Dans l’écosystème intergénérationnel de l’Oreille tendue, on entend souvent, du père vers ses fils, fuser l’interrogation suivante : «Est à droite ou à gauche ?»
Il s’agit évidemment de la forme ramassée de l’interrogation «La poignée que j’ai dans le dos, elle est à droite ou à gauche ?» (Réponse habituelle, et prévisible : «Au centre.»)
Avoir une poignée dans le dos, donc. Traduction libre : être pris pour une (bonne) poire, une valise.
Exemples journalistiques :
«Ne vous retournez pas trop vite, vous pourriez constater avec dépit que c’est bien une poignée que vous avez là dans le dos» (le Devoir, 14 novembre 2000);
«Heu, la poignée dans le dos, elle est à gauche ou à droite ?» (le Devoir, 7 avril 2003);
«Alors M. Galarneau, ma poignée dans le dos, elle est à gauche ou à droite ?» (le Devoir, 12 mai 2003)
Dans son Petit Robert (édition numérique de 2010), l’Oreille découvre la locution suivante : «Con comme une valise (sans poignée) : totalement idiot (en parlant d’une personne).» Serions-nous devant un cas de divergence transatlantique ?
[Complément du 3 octobre 2016]
L’expression est commune.

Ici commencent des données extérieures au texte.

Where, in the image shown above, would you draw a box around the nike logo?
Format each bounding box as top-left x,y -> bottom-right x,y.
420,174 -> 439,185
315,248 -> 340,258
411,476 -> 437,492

On la retrouve même dans des publicités, par exemple celle-ci, tirée de la Presse+ du 1er octobre dernier.
[Complément du 8 juillet 2017]
Qui ne connaît pas le sens de l’expression avoir une poignée dans le dos aura du mal avec ce poème de Philippe Chagnon tiré de Arroser l’asphalte (2017) :
lorsque je passe près d’eux
de jeunes adolescents criant des insanités
recouvrent leur tête de murmures capuchonnés
s’aperçoivent que dans mon dos
tout près de la poignée
quelque chose est envisageable
comme la possibilité de se taire
avant qu’il ne soit trop tard (p. 60)
Référence
Chagnon, Philippe, Arroser l’asphalte. Poésie, Montréal, Del Busso éditeur, 2017, 91 p.